EOR involves injecting steam, chemicals or gas into the reservoir to ease the flow of oil. Oil producers typically only manage to recover around a third of a reservoir’s oil: the rest is left in the ground. According to the International Energy Agency, boosting oil recovery could help to unlock 300 billion more barrels of oil, equal to 10 years’ production.
Injecting steam, chemicals or gas into a reservoir — a process called enhanced oil recovery (EOR) — eases the flow of oil and boosts recovery by an average of 10 per cent.
- Gas injection: the most widely used EOR technique, gas injection can be used to boost the pressure in a well as well as reduce the viscosity of oil by mixing with it.
- Chemical injection: a range of chemicals, usually injected in solution, can be used to increase production. Soluble polymers can be used to boost recovery by increasing the viscosity of injected water, while solutions of surfactants can help reduce the capillary forces that impede oil droplets from moving through a reservoir.
- Thermal EOR: various approaches can be used to heat oil in order to reduce its viscosity and encourage it to flow. Steam injection, which has been used commercially since the 1960s, is the most widely used thermal EOR technique.
BP Bright Water technology is used to optimise the flow of water as it passes through the reservoirInjecting water into reservoirs is a standard technique for recovering more oil. But ensuring that water passes uniformly through the porous reservoir and doesn’t simply take the path of least resistance limits the effectiveness of the approach.

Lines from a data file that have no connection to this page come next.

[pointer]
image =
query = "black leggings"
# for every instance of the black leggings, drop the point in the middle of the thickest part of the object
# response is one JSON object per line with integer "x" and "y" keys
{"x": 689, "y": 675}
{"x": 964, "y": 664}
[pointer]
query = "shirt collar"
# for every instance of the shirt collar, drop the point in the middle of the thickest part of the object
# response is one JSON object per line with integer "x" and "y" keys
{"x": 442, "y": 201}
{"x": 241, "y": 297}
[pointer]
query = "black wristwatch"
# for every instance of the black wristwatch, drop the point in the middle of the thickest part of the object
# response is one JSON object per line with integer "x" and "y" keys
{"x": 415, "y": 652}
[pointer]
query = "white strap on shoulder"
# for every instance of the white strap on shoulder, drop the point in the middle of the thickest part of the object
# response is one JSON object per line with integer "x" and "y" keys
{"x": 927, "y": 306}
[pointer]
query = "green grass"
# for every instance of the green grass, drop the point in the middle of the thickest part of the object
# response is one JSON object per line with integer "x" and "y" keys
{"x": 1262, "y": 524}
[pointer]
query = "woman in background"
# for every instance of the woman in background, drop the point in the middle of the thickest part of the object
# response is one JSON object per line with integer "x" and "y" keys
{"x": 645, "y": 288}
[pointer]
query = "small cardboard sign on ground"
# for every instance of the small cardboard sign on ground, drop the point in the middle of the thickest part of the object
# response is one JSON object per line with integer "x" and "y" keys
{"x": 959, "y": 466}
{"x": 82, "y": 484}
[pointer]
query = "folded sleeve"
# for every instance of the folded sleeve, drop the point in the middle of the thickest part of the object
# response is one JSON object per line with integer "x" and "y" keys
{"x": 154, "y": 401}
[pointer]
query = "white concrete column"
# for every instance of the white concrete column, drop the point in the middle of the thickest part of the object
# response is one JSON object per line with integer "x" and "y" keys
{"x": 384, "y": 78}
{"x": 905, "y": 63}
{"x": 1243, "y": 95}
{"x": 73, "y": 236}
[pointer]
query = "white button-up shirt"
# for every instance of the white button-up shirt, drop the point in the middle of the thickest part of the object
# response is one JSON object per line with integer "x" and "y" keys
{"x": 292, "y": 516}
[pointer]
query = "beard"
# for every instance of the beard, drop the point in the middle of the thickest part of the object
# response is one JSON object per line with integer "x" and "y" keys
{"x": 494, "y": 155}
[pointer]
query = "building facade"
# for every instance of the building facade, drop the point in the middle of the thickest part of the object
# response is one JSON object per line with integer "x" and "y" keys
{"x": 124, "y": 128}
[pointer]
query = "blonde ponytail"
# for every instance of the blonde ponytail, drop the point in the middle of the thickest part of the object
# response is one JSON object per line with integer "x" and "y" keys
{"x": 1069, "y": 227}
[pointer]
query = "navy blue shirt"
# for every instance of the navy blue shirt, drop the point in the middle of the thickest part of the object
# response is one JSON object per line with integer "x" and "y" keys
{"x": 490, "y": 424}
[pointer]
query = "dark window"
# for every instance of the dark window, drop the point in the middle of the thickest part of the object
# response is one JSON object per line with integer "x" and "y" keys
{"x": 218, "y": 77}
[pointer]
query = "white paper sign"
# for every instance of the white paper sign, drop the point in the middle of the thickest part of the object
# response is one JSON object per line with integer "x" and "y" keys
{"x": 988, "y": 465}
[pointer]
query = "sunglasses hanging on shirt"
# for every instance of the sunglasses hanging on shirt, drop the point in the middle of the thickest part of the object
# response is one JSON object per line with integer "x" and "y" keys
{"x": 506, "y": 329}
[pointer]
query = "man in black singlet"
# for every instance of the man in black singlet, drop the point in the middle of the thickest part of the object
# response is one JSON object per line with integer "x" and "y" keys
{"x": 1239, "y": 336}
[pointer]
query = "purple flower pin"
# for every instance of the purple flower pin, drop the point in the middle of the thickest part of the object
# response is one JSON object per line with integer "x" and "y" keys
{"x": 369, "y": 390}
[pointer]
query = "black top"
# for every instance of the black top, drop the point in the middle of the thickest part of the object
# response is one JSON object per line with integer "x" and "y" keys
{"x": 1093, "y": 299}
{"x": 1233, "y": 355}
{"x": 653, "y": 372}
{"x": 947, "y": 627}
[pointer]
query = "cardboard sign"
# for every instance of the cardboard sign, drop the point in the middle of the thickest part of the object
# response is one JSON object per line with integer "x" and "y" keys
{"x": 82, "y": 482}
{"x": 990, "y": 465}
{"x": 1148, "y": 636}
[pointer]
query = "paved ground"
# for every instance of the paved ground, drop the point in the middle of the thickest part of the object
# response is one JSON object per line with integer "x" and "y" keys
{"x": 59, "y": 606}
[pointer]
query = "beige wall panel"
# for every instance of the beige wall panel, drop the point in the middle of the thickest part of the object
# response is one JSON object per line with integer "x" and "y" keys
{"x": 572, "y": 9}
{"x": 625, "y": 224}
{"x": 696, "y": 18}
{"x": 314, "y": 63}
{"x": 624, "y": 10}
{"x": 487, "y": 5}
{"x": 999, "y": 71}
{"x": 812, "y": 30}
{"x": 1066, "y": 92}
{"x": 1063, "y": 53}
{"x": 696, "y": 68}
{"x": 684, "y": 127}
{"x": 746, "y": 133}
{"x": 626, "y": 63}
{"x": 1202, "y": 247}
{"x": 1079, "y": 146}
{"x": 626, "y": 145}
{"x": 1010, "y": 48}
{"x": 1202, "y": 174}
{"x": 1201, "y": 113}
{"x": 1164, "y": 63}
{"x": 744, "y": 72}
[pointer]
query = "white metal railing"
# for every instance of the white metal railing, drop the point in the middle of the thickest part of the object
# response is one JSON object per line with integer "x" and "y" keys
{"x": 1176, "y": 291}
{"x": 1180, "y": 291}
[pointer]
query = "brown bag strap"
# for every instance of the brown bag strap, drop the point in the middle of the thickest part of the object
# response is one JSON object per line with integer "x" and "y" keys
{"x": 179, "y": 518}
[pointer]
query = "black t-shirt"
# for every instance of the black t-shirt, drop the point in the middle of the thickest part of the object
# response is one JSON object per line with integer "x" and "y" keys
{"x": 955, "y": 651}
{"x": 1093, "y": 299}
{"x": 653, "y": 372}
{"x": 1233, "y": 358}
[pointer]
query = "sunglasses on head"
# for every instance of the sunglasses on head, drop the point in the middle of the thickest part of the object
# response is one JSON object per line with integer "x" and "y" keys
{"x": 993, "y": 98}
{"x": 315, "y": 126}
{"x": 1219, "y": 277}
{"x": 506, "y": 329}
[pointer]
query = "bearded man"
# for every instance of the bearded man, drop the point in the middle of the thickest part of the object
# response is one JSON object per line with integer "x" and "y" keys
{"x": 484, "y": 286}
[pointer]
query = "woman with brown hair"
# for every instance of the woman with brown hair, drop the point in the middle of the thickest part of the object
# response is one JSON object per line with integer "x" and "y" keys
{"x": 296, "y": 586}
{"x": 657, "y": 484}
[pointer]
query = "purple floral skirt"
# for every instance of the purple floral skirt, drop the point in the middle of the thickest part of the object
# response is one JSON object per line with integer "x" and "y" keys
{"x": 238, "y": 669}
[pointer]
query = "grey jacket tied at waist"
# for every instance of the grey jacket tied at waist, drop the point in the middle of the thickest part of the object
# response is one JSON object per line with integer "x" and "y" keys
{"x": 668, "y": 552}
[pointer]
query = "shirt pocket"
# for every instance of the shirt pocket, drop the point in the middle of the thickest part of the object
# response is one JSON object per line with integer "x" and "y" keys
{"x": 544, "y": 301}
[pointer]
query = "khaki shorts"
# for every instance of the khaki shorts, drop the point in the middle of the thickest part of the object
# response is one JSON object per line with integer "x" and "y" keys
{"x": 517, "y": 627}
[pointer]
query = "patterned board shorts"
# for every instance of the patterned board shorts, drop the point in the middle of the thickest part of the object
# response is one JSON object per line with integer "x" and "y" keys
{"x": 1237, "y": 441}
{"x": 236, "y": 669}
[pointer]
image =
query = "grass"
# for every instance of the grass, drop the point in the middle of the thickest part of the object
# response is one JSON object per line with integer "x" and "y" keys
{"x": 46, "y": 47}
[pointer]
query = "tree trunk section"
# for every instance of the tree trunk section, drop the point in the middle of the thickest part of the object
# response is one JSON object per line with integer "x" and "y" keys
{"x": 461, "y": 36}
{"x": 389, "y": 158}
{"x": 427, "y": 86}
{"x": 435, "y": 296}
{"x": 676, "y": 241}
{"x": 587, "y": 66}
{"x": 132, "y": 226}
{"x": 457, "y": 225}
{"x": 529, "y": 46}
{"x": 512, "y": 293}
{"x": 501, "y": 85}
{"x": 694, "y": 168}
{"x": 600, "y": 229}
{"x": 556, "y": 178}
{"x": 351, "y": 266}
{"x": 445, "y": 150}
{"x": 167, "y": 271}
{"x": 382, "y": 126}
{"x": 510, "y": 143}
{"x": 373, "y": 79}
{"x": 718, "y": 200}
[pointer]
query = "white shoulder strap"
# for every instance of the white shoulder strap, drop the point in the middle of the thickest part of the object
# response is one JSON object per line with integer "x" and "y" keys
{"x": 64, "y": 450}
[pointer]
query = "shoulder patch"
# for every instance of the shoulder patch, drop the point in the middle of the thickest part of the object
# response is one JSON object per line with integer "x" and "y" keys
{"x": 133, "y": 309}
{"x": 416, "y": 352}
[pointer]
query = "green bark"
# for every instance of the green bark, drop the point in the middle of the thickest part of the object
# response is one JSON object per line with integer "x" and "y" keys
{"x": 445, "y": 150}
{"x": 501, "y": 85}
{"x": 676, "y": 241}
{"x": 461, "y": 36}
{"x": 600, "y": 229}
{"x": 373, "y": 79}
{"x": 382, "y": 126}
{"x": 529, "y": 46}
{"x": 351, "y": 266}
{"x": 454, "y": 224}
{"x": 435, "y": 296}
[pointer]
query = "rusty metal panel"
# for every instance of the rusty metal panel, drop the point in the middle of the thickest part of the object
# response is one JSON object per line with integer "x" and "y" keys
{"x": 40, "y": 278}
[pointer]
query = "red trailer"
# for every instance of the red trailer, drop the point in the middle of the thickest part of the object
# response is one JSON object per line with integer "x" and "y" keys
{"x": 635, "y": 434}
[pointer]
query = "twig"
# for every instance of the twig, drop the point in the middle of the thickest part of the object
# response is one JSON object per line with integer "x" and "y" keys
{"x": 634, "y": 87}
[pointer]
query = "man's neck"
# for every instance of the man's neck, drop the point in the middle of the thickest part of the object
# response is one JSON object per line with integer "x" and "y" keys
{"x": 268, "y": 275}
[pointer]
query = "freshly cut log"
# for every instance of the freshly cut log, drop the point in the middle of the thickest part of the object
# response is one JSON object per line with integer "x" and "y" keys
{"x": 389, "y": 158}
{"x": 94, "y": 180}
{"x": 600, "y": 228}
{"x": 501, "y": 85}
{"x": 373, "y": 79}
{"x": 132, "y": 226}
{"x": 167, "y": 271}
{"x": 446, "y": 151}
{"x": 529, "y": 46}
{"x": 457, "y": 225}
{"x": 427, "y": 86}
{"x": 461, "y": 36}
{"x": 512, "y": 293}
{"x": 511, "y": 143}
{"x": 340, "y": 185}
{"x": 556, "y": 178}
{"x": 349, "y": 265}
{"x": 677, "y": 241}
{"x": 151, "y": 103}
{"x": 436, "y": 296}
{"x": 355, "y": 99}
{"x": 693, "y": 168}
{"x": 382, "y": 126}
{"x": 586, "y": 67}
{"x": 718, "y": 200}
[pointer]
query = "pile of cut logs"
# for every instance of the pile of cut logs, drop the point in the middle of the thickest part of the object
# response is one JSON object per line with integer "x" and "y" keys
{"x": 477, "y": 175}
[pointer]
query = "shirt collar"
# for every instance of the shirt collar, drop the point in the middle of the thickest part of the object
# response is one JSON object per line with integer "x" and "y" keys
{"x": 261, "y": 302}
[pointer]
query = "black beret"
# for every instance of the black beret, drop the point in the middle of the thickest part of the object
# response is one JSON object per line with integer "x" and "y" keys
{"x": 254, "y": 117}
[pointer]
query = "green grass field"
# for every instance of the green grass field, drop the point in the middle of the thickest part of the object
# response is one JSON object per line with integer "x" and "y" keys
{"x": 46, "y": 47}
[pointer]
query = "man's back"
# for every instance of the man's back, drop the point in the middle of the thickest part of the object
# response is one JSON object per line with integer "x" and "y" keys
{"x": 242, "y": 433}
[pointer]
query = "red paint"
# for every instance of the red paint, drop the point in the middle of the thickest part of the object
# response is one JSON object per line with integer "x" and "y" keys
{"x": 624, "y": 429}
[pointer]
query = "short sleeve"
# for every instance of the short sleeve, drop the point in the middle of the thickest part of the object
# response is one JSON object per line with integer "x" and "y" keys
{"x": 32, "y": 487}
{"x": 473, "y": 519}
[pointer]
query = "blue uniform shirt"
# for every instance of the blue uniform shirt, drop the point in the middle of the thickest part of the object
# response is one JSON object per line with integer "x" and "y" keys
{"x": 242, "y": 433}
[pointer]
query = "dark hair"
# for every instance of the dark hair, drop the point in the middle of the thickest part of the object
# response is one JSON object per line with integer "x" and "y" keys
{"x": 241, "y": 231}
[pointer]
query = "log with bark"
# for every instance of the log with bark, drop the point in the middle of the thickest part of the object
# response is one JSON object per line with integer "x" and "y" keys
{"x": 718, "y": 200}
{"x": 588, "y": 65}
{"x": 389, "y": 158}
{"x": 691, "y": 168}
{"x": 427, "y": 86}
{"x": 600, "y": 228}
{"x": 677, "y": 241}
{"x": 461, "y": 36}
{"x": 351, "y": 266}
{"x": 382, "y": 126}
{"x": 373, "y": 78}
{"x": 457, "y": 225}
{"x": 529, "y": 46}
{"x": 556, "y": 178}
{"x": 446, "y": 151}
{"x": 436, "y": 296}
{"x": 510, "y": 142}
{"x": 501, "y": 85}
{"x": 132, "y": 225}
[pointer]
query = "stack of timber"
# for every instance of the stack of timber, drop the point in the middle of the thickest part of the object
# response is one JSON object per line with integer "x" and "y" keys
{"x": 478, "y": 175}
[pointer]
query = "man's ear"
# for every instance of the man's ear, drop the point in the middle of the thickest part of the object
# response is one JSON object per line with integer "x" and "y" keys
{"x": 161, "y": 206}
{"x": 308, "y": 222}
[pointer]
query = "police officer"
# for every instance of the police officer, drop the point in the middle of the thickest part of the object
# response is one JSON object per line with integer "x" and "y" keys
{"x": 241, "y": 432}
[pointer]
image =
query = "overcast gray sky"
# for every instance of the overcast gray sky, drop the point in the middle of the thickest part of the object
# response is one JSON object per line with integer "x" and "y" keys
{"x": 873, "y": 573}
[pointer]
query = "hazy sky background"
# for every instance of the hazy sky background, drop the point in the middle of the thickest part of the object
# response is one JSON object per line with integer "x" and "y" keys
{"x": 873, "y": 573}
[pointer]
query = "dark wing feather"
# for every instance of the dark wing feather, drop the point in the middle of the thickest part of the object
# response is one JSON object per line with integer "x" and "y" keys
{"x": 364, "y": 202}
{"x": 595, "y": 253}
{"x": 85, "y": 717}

One possible solution to this is BP Bright Water technology, which injects tiny sub-micron particles of thermally activated polymer into the water.
This dispersion flows with the water and warms as it passes through the reservoir, heating fastest in layers where the water has pushed ahead of the main flood and is flowing between unswept rock above and below. In these areas, the polymer pops open and blocks the better-swept zones deep in a reservoir, diverting water to previously relatively untouched zones.
Initial field trials of the technology were carried out in Alaska, with more than 25 treatments in waterflood operations in Alaska, Argentina and Pakistan. So far, these have delivered an increase of more than six million barrels of reserves at a development cost of less than $6 (£3.80) per barrel.